The nice thing about JS is that there is not very much overhead in setting things up, debugging weird things, restarting.

reply
benoau
8 hours ago
[-]
I would go JS/HTML5 and just do something really basic like memory card game so the programming will be very simple for you and the path to a playable prototype is very short, maybe not even 100 lines of code, nothing to set up, nothing to google. Once it's playable you can focus on polishing how it looks which will probably be more fun.
reply
bilsbie
1 hour ago
[-]
Would you use a js game engine or just vanilla js?
reply
benoau
47 minutes ago
[-]
Just vanilla JS unless you've got prior experience because any engine you use is going to have a setup process and bootstrapping code and a learning curve for you that will eat into your time. Across the weekend you might only really have a few hours to dedicate to this project and to hold their attention.

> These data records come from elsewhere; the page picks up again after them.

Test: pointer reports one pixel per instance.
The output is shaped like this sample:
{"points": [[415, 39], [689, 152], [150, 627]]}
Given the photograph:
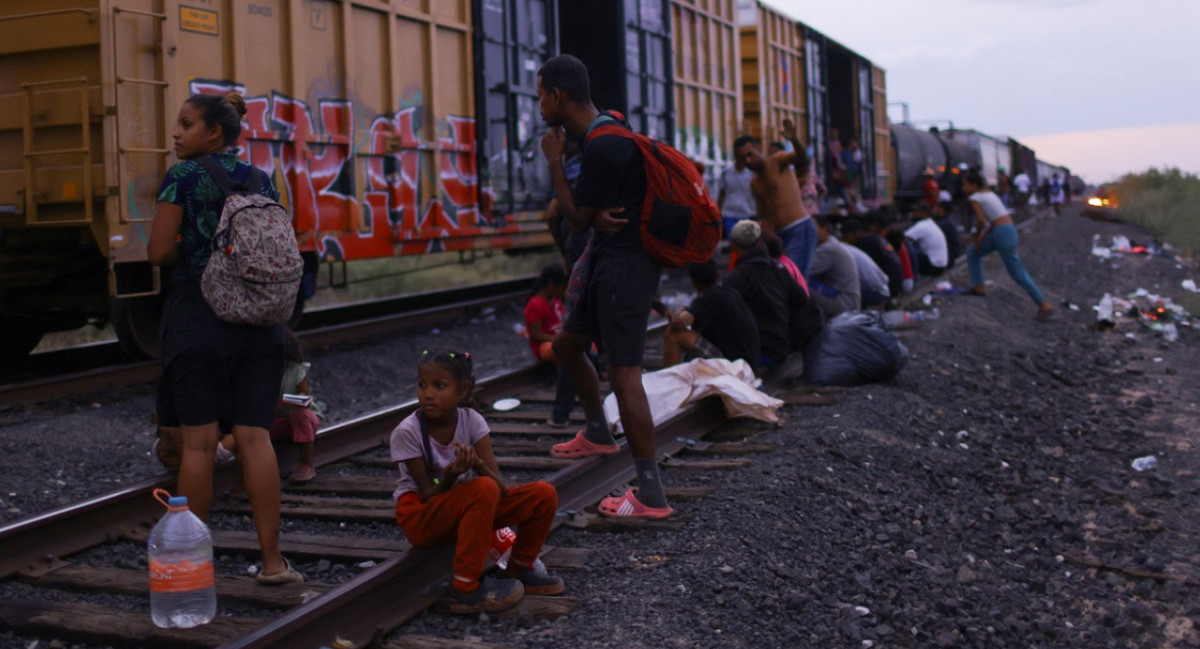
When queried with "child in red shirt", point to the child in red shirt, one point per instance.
{"points": [[544, 317]]}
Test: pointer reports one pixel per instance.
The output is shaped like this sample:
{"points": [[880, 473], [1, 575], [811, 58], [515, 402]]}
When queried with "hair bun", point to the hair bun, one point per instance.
{"points": [[238, 102]]}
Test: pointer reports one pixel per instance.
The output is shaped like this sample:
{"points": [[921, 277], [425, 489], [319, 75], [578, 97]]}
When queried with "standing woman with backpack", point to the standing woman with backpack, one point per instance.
{"points": [[215, 372]]}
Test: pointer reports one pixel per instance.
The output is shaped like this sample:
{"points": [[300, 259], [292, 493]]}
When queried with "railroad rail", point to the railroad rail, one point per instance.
{"points": [[360, 612], [351, 323]]}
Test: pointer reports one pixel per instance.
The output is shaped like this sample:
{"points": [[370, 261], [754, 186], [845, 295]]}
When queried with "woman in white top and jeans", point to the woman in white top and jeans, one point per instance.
{"points": [[995, 232]]}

Using the "memory" game as an example, do you want the problems you solve to be how to shuffle the cards in a random order, or do you want to be solving why the cards all positioned weirdly because PhaserJS defines an anchor "origin" point in objects and by default that's x 0.5 / y 0.5 which means 50% width / 50% height aka the center of the object so you need to either set their origin to x 0 / y 0 or factor that into their position by subtracting half their width and height, and their width and height has scaled and unscaled values too width vs displayWidth... and of course if you're using a group for the card's display objects, that class does not support setting the origin.

reply
uyzstvqs
1 hour ago
[-]
Love2d, or maybe play around with Garry's Mod.
reply
asxndu
2 hours ago
[-]
Definitely Game Maker.
reply
xeonmc
2 hours ago
[-]
Love2d is the best
reply
jay_kyburz
1 hour ago
[-]
For an 11year old, Stick with scratch if you ask me.

Take syntax out of the equation and learn basic variables and looping.

Just have fun moving some characters around the screen and have some numbers go up!

Keep it really simple. There could be be a lot of new concepts to learn.